Click the links to familiarize yourself with each of the ways visitors can subscribe.
When you publish a calendar, by default, Trumba Connect creates a weekly digest email and allows visitors to add themselves to your distribution list. This enables you to increase your email audience when you don't know the addresses of everyone who is viewing your calendar.
Visitors who subscribe to your email are notified that their email address is shared with you. (Trumba doesn't share email addresses with anyone.)
You can disable this option, edit your distribution list, or edit your calendar email settings at any time.
I want to send email, but I don't want to allow people to add themselves to my distribution list.
How do I add or change contacts in my email distribution list?
I want to set a different schedule for the email.
I don't want to send email at all.
In the subscribe window, visitors are given two iCalendar options. They can subscribe to an iCalendar feed or download an iCalendar file.
When visitors subscribe to an iCalendar feed, their browsers encounter a webcal URL. In most cases, the browser automatically hands the iCalendar feed over to a calendar program. If the calendar program supports the iCalendar format, it downloads the event information into a new or existing calendar and establishes a connection with the online calendar so new events will automatically be passed on.

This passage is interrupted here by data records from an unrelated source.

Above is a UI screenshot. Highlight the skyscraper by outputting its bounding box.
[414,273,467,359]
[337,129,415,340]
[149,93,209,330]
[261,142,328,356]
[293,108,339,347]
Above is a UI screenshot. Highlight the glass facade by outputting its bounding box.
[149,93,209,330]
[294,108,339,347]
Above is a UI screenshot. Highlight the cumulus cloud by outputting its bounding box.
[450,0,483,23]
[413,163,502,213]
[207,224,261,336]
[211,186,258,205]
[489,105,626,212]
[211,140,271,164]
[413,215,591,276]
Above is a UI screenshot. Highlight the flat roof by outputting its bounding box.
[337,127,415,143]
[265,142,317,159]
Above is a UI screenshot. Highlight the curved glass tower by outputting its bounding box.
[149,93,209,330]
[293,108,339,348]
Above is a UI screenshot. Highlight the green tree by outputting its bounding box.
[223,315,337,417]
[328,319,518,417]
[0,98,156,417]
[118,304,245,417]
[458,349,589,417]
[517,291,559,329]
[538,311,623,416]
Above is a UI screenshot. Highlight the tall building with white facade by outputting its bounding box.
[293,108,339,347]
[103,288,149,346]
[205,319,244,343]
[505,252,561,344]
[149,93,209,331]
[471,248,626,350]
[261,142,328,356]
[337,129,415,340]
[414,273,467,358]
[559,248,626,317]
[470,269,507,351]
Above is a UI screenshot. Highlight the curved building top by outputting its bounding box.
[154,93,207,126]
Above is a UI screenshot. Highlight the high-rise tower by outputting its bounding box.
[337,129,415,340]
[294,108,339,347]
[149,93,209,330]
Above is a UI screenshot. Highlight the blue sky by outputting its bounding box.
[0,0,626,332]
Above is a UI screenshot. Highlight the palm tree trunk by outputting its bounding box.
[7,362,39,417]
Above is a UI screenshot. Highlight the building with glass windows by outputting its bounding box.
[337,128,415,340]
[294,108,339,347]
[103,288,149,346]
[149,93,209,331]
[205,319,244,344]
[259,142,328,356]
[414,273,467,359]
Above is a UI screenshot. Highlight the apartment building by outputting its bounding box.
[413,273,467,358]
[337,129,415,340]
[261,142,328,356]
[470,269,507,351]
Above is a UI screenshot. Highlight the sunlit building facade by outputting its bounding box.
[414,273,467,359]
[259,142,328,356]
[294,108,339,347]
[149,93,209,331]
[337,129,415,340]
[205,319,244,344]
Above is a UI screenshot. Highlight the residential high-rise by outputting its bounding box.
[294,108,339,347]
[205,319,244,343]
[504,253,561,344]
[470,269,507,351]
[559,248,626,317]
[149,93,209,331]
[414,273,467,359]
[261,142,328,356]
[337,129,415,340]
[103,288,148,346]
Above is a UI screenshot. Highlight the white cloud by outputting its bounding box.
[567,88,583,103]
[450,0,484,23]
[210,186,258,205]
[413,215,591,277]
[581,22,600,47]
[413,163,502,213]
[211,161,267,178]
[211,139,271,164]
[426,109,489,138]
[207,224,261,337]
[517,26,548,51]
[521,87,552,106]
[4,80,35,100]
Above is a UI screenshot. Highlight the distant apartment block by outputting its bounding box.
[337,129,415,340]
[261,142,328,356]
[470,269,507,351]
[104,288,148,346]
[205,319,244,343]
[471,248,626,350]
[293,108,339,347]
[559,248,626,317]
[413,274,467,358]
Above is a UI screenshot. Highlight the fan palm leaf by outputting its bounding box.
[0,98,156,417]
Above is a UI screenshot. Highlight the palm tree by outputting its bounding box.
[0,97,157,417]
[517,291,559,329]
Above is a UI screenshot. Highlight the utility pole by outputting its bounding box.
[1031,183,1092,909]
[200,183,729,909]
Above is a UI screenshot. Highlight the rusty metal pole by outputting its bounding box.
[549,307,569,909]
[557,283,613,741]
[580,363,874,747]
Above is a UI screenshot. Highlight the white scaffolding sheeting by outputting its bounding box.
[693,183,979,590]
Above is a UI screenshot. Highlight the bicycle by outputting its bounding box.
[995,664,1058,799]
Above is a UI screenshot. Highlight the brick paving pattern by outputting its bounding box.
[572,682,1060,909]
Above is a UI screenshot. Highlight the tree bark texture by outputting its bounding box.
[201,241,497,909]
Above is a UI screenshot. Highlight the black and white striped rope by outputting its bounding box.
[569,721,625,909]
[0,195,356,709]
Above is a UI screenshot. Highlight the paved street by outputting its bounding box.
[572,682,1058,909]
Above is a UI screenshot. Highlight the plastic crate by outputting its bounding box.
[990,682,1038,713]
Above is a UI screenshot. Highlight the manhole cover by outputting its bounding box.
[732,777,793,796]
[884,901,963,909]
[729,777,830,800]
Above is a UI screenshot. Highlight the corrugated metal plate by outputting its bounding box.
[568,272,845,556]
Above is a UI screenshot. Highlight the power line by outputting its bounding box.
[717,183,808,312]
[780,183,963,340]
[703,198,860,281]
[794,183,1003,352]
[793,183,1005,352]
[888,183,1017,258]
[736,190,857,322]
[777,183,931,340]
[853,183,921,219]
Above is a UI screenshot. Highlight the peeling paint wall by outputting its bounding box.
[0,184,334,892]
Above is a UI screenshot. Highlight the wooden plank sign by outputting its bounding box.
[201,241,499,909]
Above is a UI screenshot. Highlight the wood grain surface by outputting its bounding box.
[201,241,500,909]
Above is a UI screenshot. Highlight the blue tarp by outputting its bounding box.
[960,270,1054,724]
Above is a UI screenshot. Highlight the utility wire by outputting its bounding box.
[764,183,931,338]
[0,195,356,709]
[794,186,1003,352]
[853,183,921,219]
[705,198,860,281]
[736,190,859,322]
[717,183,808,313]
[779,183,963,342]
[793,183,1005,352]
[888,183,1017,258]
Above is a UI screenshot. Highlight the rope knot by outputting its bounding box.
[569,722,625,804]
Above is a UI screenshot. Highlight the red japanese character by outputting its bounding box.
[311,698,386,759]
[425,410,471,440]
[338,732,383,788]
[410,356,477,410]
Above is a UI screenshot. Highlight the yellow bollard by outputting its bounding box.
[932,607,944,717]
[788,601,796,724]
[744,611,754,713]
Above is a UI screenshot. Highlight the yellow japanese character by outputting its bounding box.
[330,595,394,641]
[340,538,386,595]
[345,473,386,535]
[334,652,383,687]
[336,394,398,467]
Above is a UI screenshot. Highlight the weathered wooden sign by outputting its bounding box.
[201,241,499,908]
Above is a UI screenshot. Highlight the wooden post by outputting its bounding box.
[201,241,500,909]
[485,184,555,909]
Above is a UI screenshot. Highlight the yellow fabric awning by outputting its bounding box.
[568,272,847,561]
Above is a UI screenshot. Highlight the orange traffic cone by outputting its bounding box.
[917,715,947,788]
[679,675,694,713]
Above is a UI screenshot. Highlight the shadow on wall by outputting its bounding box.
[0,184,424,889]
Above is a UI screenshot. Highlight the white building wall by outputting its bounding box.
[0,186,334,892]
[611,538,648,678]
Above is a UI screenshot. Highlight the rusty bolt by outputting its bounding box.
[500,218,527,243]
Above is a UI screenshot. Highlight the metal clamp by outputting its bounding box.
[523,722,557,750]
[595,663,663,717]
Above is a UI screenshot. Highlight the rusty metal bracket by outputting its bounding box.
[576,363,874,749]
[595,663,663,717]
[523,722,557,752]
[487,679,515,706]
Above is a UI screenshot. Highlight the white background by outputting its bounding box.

For more details about iCalendar subscriptions with specific calendars or devices, see Subscribe to iCalendar feed.
Downloading an iCalendar (.ics) file is not, technically, a subscription option. Depending upon which calendar programs and web browsers visitors use and what their browser security settings are, their calendar programs may automatically open the .ics file. Otherwise, they can save the file to their computers and import it into their calendar programs.
When visitors download the file, they take a current snapshot of events starting from the current day. No connection is established with the online calendar. Events added to the online calendar after the download will not be added to the calendar on the visitors' computers.
Visitors can subscribe to feeds of your events in either RSS or Atom (XML) format.
Recent versions of common web browsers display feeds right in the browser. After the feed displays, visitors can decide whether or not to subscribe.
Visitors who use feed readers can find the subscription URL in the browser's address bar. The URLs look like this:
http://www.trumba.com/calendars/calendarwebname.rss
http://www.trumba.com/calendars/calendarwebname.xml
What is a calendar's web name and how do I find it?
RSS and Atom are types of XML code used to feed ever-changing news or other data to you. You view and subscribe to feeds from a program called an RSS or news reader or aggregator. Many readers are available free on the Web. In your reader, you can collect the feeds from the sites you're interested in, so you can keep up-to-date without having to remember where the sites are or navigate all over the Web to get the information.
All Trumba Connect published calendars include RSS and Atom feeds that anyone who views the calendar can subscribe to. Many feed readers treat the two feeds the same. However, Atom feeds use XML namespaces, which help in developing applications with web syndication feeds. For a brief overview of the differences, try the Atom Compared to RSS 2.0 section of the Atom page in the Wikipedia.